In case you remember and wonder, I'm still collecting. Each morning I walk in the woods, gathering pinecones and twigs and other pretty things that have fallen from the trees. Some days I explore past the fence and up near the road, but most often, I follow the trails left behind by the fishermen. They lead to secret watering holes one could only find by exploring deep in the trees.

There, the woods are thick with pine trees that are ages old and creeks that have forged their own paths between fallen branches.  Sometimes there's not a sound, and others, it's loud and alive. When the sun is above it creates the most beautiful maze of light, bouncing from branch to branch, lightening the paths, making them golden and twinkly.  If I stand between the trees and look up, they reach the sky almost and I feel so very small.
I dry the leaves I collect and wire them into sweet little wreaths and string together pinecones with velvet ribbon I found at a church thrift store.  They lay in bowls and hang from the hearth and some are put away for holiday gifts.
These woods treat me so well.



I got to the house early this morning, hoping to see what the views look like at sunrise.  Overnight almost, the deeper tones of fall have filled in.  The yard is covered in yellow and red leaves and I don't even think to rake them up.  They blow and land where they want, and that's where they'll stay. I walked from corner to corner, it felt strangely warm and familiar. 

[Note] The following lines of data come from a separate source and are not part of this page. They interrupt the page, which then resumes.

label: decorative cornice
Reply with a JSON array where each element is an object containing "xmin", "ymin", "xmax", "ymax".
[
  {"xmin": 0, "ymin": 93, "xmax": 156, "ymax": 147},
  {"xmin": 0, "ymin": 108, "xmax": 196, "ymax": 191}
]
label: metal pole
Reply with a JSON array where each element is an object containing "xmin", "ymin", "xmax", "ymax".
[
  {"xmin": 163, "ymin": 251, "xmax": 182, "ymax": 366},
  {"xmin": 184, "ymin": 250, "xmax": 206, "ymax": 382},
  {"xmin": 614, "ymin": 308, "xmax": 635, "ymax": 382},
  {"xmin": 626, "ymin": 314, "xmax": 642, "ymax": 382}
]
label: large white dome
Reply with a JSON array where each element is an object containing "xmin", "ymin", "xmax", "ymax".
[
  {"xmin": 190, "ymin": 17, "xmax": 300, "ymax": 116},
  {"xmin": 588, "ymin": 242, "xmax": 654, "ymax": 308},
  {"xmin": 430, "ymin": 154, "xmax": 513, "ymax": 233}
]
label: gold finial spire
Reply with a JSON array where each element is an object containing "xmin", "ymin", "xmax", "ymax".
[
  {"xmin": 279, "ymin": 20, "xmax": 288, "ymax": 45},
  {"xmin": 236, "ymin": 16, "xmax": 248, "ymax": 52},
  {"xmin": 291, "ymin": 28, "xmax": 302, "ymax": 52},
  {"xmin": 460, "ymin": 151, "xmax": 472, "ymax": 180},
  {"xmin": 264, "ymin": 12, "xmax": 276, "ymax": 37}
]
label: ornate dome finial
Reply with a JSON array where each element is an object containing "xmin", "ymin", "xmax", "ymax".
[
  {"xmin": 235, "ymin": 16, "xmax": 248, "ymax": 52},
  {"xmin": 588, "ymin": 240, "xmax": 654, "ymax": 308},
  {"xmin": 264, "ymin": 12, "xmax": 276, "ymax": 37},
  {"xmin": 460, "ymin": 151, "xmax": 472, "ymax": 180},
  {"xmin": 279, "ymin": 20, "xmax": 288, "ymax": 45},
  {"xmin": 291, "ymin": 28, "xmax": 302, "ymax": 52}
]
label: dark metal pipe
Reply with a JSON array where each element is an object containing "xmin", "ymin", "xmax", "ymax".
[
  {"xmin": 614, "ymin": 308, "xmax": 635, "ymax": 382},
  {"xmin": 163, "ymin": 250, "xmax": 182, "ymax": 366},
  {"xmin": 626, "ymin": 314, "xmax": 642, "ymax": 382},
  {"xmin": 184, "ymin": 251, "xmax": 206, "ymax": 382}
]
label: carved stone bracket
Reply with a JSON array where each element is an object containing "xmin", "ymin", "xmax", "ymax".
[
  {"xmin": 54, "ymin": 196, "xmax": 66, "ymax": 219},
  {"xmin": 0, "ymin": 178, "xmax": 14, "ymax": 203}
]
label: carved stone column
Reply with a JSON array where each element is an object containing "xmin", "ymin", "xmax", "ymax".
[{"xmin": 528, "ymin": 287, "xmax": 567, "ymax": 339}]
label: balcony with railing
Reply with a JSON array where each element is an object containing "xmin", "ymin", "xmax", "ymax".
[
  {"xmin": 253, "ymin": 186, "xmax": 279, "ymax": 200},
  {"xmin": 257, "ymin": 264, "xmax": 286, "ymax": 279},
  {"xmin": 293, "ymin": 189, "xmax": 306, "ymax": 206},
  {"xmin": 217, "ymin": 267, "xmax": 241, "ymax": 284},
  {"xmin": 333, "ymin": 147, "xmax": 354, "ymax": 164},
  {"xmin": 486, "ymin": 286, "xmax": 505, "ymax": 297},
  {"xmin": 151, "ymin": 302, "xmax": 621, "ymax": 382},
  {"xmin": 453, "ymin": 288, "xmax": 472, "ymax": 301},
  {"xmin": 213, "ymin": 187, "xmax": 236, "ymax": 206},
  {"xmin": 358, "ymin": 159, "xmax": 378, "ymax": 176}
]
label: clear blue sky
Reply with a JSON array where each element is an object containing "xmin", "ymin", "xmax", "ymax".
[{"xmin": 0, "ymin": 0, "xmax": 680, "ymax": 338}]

Right now, it's an unruly tangle of vines and ivy and twisted trunks, years of disregard have shaped the borders more into mangled barriers. It's untamed and wild.  The yard is long, almost an acre on each side of the house.  Once upon a time it was part of an orchard, if you walk along the back edge you'll find the pecan trees growing through old fences and around granite walls.  There are fig and pear trees too, they've found themselves a spot to grow at the other far end, near an old abandoned house whose windows peek through the trees and scare me at night.

The views were beautiful, yellows and reds and oranges swirling and blowing and by nine o'clock the kitchen was warm and bright.

Yes, this yard and I are going to be friends, sharing coffee in the morning, lunches under the shade of the trees, hand picked flowers, vegetables from the freshly tilled gardens, stories along the fences and parties under the stars.  
I'm so looking forward to it's company.
and all of you who visit and share with me here, I want this to be an intimate and familiar place for you.  A comfortable and welcoming one, as if you were sharing an afternoon with me in the yard.  This final look is going to stay, so you know you're here.



The fog was thick on the water this morning.  I couldn't see past the shore.  It was chilly and I had to dig to the bottom of the box for the one sweater I brought with me.  It's an old worn sweater I've had since college and hangs on me like a half sweater half robe.  I took my coffee outside and sat on the back steps until I could see the tip of the island.  I watched the egret, she sat perfectly still on the sand until the fog was behind her.  Then she gracefully walked the island and settled into the water.  I could hear all the familiar sounds of the cove as the morning began. 

I watched a documentary yesterday about how the world would be if humans no longer existed.  It was shocking, how invasive our existence is.  I wonder where the egret would fly to if this little cove dried up . . . .

On the road between the cabin and the house is a little vineyard where grape vines grow into a field of goldenrod.   The owners are a young couple trying to live solely off their 5 acre farm.  I admire them greatly and it's a highlight of my day to visit them.  I'm greeted with a bowl of scuppernong grapes and a handful of wild yellow flowers.